Our testing has shown a matching gift at year-end can increase revenue by 20–50%. In addition, statistics from Philanthropy Works show a matching gift increases total dollar contributions by 18% and increases the likelihood that an individual will give by 22%. That’s a pretty significant boost.

Match gifts can be secured in multiple ways. A single donor or business can make a large gift to be used as a challenge or gifts from multiple donors can be combined into one match challenge (for example, 4 donors give $25,000 each for a total $100,000 match).

Think about securing multiple matching gifts to be used for different segments of your campaign (for example, Giving Tuesday, your direct mail, the last week of the year), or aim for one large match for all of year-end.

Major donors typically like matching gifts because their charitable contribution’s impact can go twice as far, and inspire more people to give to the cause they love. Businesses often appreciate the positive exposure a public campaign can provide.

2) Love on donors. September and October are a great time to show your donors some love and appreciation as a warm-up for year-end asks. If you haven’t sent a newsletter or an update email in a while, now’s the time. Be sure to tell your donors all the great things that have happened because of their gifts and thank them for the difference they are making.

Now also is a great time to reach out to major and middle donors with a thank you phone call.

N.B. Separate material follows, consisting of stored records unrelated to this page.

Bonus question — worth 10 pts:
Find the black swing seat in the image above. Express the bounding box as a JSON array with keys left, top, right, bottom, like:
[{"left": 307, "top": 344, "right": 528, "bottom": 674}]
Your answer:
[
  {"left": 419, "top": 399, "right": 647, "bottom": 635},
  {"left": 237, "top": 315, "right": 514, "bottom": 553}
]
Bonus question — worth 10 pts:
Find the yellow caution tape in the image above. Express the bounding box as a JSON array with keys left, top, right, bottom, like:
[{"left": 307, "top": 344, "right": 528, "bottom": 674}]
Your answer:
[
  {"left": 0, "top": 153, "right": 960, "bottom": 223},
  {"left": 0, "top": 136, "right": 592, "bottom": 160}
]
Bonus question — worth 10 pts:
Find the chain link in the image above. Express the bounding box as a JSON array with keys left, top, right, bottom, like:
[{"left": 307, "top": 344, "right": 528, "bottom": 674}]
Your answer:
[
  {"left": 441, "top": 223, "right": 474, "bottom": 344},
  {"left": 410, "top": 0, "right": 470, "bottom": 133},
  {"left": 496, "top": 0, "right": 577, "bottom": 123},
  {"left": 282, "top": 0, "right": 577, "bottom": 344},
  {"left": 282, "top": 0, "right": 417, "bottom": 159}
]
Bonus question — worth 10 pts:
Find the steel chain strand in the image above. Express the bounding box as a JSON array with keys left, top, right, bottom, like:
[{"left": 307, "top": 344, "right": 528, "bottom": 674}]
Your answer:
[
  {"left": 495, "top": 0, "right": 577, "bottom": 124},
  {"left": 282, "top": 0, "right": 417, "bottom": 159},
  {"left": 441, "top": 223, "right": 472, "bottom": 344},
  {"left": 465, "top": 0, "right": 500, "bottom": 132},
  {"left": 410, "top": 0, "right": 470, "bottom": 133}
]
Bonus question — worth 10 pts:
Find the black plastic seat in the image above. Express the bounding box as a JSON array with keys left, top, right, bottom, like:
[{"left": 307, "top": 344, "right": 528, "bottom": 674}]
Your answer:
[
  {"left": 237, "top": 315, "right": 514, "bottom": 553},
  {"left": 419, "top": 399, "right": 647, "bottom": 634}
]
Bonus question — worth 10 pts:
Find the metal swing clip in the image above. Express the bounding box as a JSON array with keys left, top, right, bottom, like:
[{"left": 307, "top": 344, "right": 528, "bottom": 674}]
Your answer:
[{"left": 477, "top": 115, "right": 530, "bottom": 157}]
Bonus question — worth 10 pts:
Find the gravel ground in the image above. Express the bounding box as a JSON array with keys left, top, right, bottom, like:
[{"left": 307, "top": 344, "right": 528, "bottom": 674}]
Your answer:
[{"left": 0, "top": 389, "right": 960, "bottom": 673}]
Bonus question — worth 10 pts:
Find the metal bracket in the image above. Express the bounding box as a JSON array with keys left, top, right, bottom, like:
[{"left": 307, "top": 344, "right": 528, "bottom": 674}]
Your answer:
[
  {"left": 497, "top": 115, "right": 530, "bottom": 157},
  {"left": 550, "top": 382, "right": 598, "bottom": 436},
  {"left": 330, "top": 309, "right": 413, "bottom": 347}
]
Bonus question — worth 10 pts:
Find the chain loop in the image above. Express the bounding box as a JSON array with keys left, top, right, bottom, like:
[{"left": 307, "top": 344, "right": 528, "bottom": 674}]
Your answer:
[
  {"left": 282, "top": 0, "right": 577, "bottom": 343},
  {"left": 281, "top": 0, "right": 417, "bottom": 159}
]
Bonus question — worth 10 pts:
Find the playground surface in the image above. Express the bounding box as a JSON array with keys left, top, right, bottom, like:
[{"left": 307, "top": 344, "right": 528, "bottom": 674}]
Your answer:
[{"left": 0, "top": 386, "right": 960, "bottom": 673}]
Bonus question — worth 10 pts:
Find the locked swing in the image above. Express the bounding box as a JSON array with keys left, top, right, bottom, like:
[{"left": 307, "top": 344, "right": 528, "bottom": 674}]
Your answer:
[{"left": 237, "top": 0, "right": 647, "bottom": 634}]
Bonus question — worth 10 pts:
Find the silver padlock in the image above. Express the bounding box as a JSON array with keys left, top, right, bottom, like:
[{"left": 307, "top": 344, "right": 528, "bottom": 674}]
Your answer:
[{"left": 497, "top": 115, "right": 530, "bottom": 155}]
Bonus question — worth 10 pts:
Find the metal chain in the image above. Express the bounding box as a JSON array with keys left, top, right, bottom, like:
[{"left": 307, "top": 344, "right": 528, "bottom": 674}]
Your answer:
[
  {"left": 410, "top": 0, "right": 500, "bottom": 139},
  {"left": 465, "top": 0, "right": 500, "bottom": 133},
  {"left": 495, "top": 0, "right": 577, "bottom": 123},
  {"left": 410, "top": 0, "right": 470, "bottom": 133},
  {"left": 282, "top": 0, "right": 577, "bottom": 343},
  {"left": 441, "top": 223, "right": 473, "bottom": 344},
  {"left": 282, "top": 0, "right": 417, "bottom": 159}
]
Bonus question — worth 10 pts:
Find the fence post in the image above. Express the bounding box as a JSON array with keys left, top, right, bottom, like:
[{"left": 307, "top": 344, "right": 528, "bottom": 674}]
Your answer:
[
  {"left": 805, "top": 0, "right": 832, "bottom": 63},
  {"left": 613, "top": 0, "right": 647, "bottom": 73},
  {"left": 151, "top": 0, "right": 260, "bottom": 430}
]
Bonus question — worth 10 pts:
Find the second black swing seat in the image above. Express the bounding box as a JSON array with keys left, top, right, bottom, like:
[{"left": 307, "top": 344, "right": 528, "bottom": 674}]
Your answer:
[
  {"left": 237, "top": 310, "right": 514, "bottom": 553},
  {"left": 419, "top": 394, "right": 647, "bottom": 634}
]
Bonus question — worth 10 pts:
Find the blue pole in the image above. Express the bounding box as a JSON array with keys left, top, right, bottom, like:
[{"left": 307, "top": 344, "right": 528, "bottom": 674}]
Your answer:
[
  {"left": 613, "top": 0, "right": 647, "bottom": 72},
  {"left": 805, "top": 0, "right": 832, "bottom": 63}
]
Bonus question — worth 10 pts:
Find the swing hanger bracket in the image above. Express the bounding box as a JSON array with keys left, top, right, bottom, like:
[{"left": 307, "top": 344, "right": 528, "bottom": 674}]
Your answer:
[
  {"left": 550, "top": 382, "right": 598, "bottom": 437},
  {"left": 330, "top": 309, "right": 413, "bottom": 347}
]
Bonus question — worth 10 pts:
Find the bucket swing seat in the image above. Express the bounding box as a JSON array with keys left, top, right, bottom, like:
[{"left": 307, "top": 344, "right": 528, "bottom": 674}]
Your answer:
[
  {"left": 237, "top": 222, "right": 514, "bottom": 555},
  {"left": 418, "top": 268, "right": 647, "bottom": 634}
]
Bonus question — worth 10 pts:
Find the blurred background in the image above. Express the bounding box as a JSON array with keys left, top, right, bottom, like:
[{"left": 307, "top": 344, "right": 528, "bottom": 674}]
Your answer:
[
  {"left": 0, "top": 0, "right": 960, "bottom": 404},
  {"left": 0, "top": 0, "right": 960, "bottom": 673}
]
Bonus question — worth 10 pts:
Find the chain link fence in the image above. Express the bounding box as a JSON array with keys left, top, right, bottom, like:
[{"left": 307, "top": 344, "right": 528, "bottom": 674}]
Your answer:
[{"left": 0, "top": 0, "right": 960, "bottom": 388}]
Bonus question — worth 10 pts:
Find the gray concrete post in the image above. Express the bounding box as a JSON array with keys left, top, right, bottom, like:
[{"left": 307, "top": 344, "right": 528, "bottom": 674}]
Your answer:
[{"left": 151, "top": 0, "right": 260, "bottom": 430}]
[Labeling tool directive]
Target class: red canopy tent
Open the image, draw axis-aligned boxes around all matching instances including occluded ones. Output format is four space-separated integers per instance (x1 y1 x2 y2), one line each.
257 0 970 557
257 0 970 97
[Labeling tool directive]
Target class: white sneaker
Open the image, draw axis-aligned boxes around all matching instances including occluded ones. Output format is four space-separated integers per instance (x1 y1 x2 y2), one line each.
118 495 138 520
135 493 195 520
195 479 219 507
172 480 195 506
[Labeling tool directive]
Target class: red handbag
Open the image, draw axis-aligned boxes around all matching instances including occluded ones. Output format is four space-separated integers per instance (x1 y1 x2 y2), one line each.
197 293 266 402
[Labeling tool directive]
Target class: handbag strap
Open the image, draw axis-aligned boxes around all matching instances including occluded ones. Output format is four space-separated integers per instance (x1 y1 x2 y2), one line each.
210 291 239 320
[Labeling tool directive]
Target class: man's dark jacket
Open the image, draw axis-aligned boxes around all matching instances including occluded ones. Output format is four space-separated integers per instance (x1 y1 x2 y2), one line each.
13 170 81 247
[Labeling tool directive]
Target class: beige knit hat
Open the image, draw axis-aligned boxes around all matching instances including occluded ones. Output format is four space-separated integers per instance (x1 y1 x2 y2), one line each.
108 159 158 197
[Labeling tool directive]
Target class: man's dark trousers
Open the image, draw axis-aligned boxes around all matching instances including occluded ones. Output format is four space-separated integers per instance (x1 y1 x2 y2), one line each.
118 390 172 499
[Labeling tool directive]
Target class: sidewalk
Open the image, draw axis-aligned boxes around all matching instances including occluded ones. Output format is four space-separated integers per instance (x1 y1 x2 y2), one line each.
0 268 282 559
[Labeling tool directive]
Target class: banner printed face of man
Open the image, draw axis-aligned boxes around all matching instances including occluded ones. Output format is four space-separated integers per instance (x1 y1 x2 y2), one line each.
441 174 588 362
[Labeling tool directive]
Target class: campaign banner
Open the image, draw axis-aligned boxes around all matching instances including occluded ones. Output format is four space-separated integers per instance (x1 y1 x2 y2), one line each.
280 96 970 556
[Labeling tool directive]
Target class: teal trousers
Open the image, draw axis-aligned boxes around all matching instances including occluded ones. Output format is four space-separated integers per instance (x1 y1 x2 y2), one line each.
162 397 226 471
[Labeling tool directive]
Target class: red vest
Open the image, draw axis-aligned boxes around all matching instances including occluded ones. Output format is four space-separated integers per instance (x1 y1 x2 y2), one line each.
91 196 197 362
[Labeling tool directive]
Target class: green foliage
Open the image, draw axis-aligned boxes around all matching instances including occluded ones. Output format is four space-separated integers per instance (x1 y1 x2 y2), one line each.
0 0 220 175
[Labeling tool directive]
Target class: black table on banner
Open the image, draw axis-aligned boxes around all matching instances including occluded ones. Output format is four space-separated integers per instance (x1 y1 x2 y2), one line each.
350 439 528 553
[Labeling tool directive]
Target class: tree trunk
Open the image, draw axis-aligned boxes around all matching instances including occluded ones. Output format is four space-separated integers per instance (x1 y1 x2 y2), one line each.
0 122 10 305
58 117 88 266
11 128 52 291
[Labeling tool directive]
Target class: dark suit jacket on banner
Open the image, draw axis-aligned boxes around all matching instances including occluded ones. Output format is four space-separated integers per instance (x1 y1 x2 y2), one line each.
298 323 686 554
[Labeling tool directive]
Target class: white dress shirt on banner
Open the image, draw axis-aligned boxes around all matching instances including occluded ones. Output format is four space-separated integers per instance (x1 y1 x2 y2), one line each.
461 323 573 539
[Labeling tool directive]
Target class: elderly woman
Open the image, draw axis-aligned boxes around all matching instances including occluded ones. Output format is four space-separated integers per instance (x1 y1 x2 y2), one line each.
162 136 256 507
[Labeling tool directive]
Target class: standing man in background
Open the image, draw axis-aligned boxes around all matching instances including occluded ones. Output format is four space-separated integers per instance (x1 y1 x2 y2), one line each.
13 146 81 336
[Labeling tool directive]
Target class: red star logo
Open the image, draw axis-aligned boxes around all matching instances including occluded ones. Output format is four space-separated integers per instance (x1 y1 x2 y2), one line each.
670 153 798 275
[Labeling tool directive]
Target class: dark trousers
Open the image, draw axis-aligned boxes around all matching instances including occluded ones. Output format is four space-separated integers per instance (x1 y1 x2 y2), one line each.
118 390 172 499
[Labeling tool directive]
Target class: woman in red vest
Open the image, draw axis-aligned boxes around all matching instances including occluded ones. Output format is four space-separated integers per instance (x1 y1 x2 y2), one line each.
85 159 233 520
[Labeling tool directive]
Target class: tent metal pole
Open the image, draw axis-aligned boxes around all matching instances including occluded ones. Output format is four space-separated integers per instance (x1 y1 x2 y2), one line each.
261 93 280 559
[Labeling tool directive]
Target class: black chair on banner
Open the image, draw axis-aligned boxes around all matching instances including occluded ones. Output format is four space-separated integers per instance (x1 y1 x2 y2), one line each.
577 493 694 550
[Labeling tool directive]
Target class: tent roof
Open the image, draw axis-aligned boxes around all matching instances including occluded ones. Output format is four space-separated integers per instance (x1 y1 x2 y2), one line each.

Recruit your board members, development team, program staff, and volunteers to help and provide them with a script of what to say. More than likely, callers will go to voicemail, and can simply leave a nice heartfelt ‘thank you’ message. Include a story or anecdote if possible so donors can understand how their gift is making a direct impact.

3) Check your systems and don’t launch new ones. Now is the time to clean-up your mailing lists, acknowledgment process, and any other internal procedures that could cause delays or issues at year-end.

November and December also is NOT the time to launch a new website, change digital platforms, convert to a new database, or overhaul your acknowledgment process. You want to be focused on raising money at year-end and you want donors to be able to give as easily and comfortably as possible, without hiccups or delays.

Again, don’t wait around until November to start pulling together your year-end campaign. Instead, use the time now to thoughtfully thank your donors, line up that match, and double-check your processes so December will be smooth sailing!